Methods for solving indicative equations. Lecture: "Methods for solving indicative equations

Indicatively called equations in which the unknown is contained in an indicator. The simplest indicative equation is: a x \u003d a b, where a\u003e 0, and 1, x - unknown.

The main properties of degrees, with which the indicative equations are converted: a\u003e 0, b\u003e 0.

When solving indicatory equations also use the following properties of the indicative function: Y \u003d A x, A\u003e 0, A1:

To represent the number of degree, the main logarithmic identity is used: B \u003d, A\u003e 0, A1, B\u003e \u200b\u200b0.

Tasks and tests on the topic "Indicative equations"

• Indicative equations

  Lessons: 4 tasks: 21 tests: 1

• Indicative equations - Important topics To repeat the exam in mathematics

  Tasks: 14.

• Systems of indicative and logarithmic equations - Indicative and logarithmic functions 11 class

  Lessons: 1 tasks: 15 tests: 1

• §2.1. Solution of indicative equations

  Lessons: 1 tasks: 27

• §7 Indicative and logarithmic equations and inequalities - section 5. Indicative and logarithmic functions 10 class

  Lessons: 1 tasks: 17

For successful solution Indicative equations you need to know the basic properties of degrees, the properties of the indicative function, the main logarithmic identity.

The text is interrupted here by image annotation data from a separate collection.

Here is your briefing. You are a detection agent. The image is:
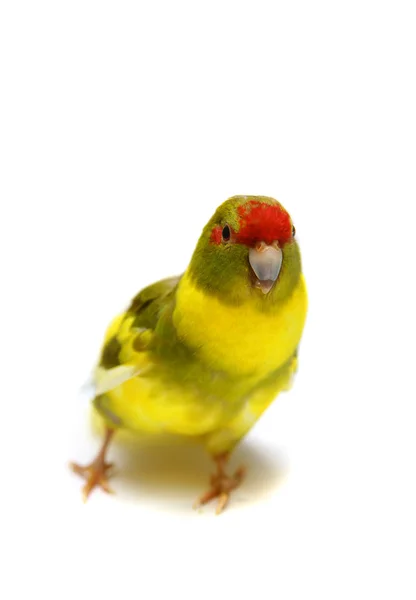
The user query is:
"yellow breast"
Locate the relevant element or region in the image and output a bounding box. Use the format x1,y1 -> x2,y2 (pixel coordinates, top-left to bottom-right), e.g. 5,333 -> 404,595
173,273 -> 307,377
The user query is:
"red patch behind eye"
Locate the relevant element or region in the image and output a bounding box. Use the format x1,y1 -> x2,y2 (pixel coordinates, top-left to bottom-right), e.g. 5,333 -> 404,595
210,225 -> 222,244
235,200 -> 292,246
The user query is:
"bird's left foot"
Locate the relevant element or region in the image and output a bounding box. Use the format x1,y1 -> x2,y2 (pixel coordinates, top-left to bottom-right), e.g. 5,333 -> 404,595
194,452 -> 245,515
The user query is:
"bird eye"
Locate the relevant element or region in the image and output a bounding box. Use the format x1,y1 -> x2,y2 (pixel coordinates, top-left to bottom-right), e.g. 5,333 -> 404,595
222,225 -> 231,242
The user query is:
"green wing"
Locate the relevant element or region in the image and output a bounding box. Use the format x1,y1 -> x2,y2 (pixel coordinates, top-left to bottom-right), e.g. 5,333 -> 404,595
95,276 -> 181,395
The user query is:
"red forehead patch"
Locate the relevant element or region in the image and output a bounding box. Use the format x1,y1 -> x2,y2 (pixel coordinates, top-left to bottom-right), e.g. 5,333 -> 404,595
235,200 -> 292,246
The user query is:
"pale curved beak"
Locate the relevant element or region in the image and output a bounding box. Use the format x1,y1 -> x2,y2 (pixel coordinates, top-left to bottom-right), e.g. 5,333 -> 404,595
248,242 -> 283,294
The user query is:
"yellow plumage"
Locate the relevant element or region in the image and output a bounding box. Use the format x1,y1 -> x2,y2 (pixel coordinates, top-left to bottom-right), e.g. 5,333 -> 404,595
96,274 -> 307,453
73,196 -> 307,510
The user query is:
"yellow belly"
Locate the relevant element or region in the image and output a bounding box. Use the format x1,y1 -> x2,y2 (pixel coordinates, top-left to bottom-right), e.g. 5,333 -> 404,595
173,273 -> 307,378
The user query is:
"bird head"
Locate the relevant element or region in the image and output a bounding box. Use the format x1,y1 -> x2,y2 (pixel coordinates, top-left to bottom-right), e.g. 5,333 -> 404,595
189,196 -> 301,305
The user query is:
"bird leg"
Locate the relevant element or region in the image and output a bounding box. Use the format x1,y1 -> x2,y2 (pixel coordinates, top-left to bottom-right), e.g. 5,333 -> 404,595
70,428 -> 114,502
195,452 -> 245,515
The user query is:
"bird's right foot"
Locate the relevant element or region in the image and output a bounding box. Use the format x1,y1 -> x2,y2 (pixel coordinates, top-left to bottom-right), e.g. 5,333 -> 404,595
70,429 -> 114,502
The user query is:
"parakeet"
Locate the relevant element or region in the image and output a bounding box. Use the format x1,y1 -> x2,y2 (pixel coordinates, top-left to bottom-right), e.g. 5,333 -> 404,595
71,196 -> 307,513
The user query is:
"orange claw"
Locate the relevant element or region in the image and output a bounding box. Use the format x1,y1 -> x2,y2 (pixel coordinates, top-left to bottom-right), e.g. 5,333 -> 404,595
70,429 -> 114,502
194,453 -> 245,515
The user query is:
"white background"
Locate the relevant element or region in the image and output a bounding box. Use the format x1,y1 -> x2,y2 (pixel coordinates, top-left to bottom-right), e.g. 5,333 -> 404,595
0,0 -> 416,600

When solving indicative equations, two main methods are used:

1. transition from equation a f (x) \u003d a g (x) to equation f (x) \u003d g (x);
2. introduction new straight lines.

Examples.

1. Equations reduced to the simplest. Resolved by bringing both parts of the equation to the degree with the same base.

3 x \u003d 9 x - 2.

Decision:

3 x \u003d (3 2) x - 2;
3 x \u003d 3 2x - 4;
x \u003d 2x -4;
x \u003d 4.

Answer: 4.

2. Equations solved by making a general multiplier for parentheses.

Decision:

3 x - 3 x - 2 \u003d 24
3 x - 2 (3 2 - 1) \u003d 24
3 x - 2 × 8 \u003d 24
3 x - 2 \u003d 3
x - 2 \u003d 1
x \u003d 3.

Answer: 3.

3. Equations solved by replacing the variable.

Decision:

2 2x + 2 x - 12 \u003d 0
We indicate 2 x \u003d y.
Y 2 + Y - 12 \u003d 0
y 1 \u003d - 4; Y 2 \u003d 3.
a) 2 x \u003d - 4.The does not have solutions, because 2 x\u003e 0.
b) 2 x \u003d 3; 2 x \u003d 2 log 2 3; x \u003d log 2 3.

Answer: Log 2 3.

4. Equations containing degrees with two different (not reduced to each other) grounds.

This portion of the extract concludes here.